Homemade coleslaw makes a tasty way of enjoying a variety of crunchy raw vegetables - use as a side dish or a filling for jacket potatoes or sandwiches.
Shop bought coleslaw tends to be light on vegetables and heavy on fat-laden mayonnaise. This recipe uses yogurt to give a lighter, healthier variation. And just one 80g serving provides one of your 5-a-day!
Follow a recipe; follow food safety & hygiene rules; use measuring spoons and cups; chop using the bridge/claw safely; use a vegetable peeler safely; use a box grater safely; tidy away.
Chopping board, vegetable peeler, sharp knife, box grater, bowl, spoon.
Ingredients (makes around 20 servings):
- 150g pot of low fat plain yogurt
- 1/2 tsp Dijon mustard
- 2 tbsp low fat mayonnaise
- 1/2 white cabbage
- 2 large carrots
- 1/2 red onion
- Mix the yogurt, mustard and mayonnaise together in a bowl.
- Peel the carrots.
- Remove the outer leaves of the cabbage.

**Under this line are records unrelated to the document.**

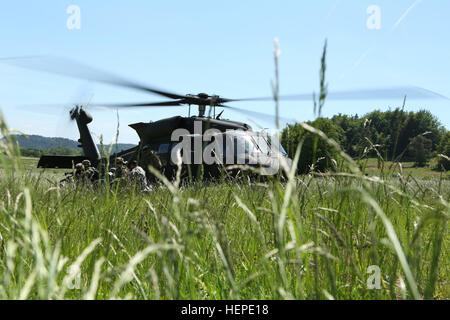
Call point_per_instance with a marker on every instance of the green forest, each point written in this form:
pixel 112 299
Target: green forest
pixel 394 135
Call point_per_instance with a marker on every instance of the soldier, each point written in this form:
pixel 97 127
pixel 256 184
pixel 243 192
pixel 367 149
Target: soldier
pixel 138 176
pixel 79 173
pixel 122 171
pixel 91 174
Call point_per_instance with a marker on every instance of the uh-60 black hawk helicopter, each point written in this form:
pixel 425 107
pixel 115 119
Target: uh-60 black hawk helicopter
pixel 239 144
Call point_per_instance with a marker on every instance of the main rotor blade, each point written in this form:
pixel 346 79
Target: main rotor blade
pixel 257 115
pixel 364 94
pixel 71 68
pixel 134 105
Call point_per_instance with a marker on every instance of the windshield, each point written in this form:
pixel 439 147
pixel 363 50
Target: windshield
pixel 262 144
pixel 273 140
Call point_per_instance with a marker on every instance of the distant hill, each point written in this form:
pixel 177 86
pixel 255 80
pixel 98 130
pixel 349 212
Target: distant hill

- Peel the onion and cut off the ends.
- Grate the onion, carrots and cabbage.
- Tip all of the vegetables into the bowl and stir through the dressing.
N.B. You can store coleslaw in the fridge in a covered container for up to 3 days.
So thinking about Crunchy Coleslaw ...
Vegetables are so good for us! Low in fat, sugar and calories and packed with vitamins and minerals. Cabbage, carrots and onion are all fabulous healthy vegetables, and because in this recipe they’re served raw you don’t lose any of the healthy stuff in cooking!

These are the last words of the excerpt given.